Pricing coverage is uneven: Mistral Medium 3.5 has $1.50/1M input tokens and Sarvam 30B has no token price sourced yet. Provider availability is 3 tracked routes versus 0. Treat unknown pricing as an integration gap, then verify the route you will actually call before estimating production spend.

Choose Mistral Medium 3.5 when reasoning depth, larger context windows, and broader provider choice are central to the workload. Choose Sarvam 30B when provider fit are more important. For production, rerun your own prompts through the exact provider, region, and tool stack you plan to ship. This keeps the decision grounded in measurable tradeoffs instead of brand-level assumptions. It also helps separate model capability from provider packaging, which can change cost and latency.

FAQ

Which has a larger context window, Mistral Medium 3.5 or Sarvam 30B?

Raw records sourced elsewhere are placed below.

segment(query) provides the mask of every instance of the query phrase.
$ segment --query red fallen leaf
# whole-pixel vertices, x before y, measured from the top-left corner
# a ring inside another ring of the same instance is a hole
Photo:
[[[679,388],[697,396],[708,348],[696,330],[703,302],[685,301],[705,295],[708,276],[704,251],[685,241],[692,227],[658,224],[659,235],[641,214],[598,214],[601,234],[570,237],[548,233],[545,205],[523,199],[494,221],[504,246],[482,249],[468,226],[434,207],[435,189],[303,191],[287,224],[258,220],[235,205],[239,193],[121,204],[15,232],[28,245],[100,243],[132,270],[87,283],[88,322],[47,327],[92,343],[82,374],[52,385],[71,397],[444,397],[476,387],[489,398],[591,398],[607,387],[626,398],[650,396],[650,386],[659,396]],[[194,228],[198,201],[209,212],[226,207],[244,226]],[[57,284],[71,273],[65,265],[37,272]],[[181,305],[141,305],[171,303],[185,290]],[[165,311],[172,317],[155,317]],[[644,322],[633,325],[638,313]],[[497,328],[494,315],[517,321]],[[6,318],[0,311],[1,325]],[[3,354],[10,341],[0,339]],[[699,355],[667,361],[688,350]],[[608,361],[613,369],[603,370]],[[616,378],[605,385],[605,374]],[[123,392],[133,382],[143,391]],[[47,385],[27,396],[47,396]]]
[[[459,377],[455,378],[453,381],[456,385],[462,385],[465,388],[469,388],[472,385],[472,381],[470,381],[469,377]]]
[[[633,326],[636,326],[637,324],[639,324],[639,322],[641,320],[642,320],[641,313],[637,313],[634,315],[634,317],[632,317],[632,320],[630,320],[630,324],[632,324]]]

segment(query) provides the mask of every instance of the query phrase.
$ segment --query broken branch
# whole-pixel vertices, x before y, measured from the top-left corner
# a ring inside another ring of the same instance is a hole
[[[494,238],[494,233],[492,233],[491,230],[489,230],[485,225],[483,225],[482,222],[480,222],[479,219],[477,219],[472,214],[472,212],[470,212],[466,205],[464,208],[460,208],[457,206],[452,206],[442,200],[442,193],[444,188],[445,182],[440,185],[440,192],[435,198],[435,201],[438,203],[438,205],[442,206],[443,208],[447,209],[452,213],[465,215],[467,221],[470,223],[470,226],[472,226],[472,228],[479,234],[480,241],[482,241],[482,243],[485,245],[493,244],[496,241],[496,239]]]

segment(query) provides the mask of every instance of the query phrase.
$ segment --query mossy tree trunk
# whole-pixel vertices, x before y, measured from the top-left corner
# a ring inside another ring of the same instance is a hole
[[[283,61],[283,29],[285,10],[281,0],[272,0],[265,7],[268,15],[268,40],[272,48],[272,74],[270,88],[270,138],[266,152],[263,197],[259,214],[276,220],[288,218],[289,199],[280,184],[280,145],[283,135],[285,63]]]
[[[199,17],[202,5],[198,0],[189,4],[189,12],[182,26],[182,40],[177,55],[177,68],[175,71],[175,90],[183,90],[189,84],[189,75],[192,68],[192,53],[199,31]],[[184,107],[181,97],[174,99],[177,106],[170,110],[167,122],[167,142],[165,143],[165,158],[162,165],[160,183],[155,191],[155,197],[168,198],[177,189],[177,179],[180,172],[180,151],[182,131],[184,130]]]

Mistral Medium 3.5 supports 256k tokens, while Sarvam 30B supports 66k tokens. That gap matters most for long documents, large codebases, retrieval-heavy agents, and conversations where earlier context must remain visible.

Is Mistral Medium 3.5 or Sarvam 30B open source?

Mistral Medium 3.5 is listed under Proprietary. Sarvam 30B is listed under Apache 2.0. License labels affect whether you can self-host, redistribute weights, or rely only on hosted APIs, so confirm the upstream license before deployment.

Which is better for vision, Mistral Medium 3.5 or Sarvam 30B?

Mistral Medium 3.5 has the clearer documented vision signal in this comparison. If vision is mission-critical, validate it against the provider endpoint because model-level support and API-level exposure can differ.

Which is better for multimodal input, Mistral Medium 3.5 or Sarvam 30B?

Mistral Medium 3.5 has the clearer documented multimodal input signal in this comparison. If multimodal input is mission-critical, validate it against the provider endpoint because model-level support and API-level exposure can differ.

Which is better for reasoning mode, Mistral Medium 3.5 or Sarvam 30B?

Mistral Medium 3.5 has the clearer documented reasoning mode signal in this comparison. If reasoning mode is mission-critical, validate it against the provider endpoint because model-level support and API-level exposure can differ.

Where can I run Mistral Medium 3.5 and Sarvam 30B?

Mistral Medium 3.5 is available on Mistral AI Studio, OpenRouter, and Vercel AI Gateway. Sarvam 30B is available on the tracked providers still being sourced. Provider coverage can affect latency, region availability, compliance posture, and fallback options.

Continue comparing

Last reviewed: 2026-05-22. Data sourced from public model cards and provider documentation.